IME - Standard method to mfg cutting boards in a country with low cost labor is 2-4 sided hydraulic press with heated platen and fast cure PVA glue. Highest volume mfg that can afford more capital with cheap energy costs use microwave energy, focused through fiberglass press plates to excite the moisture/solvent in glue for fastest local heating, and cure times.

Here is a random example pic of process on press machine in China:









Some of newest automated laminated board assembly lines use PUR hot melt adhesives, with only folks loading lumber at one end, couple of quality inspectors in middle checking before press, and folks unloading stacks of panels at end for packaging, or down sizing into smaller product sizes. Even waste management is automated.

+1 DS cost estimate. 
Press is least of your cost issues. There is a lot more than press cost when creating a consistent low cost process.

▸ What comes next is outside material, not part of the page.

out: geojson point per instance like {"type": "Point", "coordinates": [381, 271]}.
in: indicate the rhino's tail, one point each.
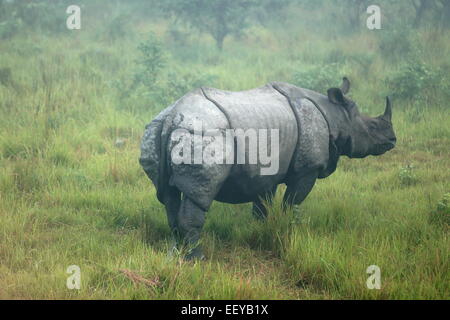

Have seen the cost for tooling on a press machine to be same/higher than cost for press, as making things flat across large area, minimizing glue line width, and making it non-stick is expensive.

After heated press cycle; the panels load into cooling racks (glue joints shrink as they cool), before wide belt sanding, and final double sided edge trim machine, and cut off saw.

Even in a small shop with one press, mfg usually have 2 work stations on conveyor in front of press, where folks pull lumber from pallet stacks, verify grain direction, and work to assemble a good looking defect free panel. One person can not feed a large microwave PUR hot melt glue press machine fast enough to keep it busy.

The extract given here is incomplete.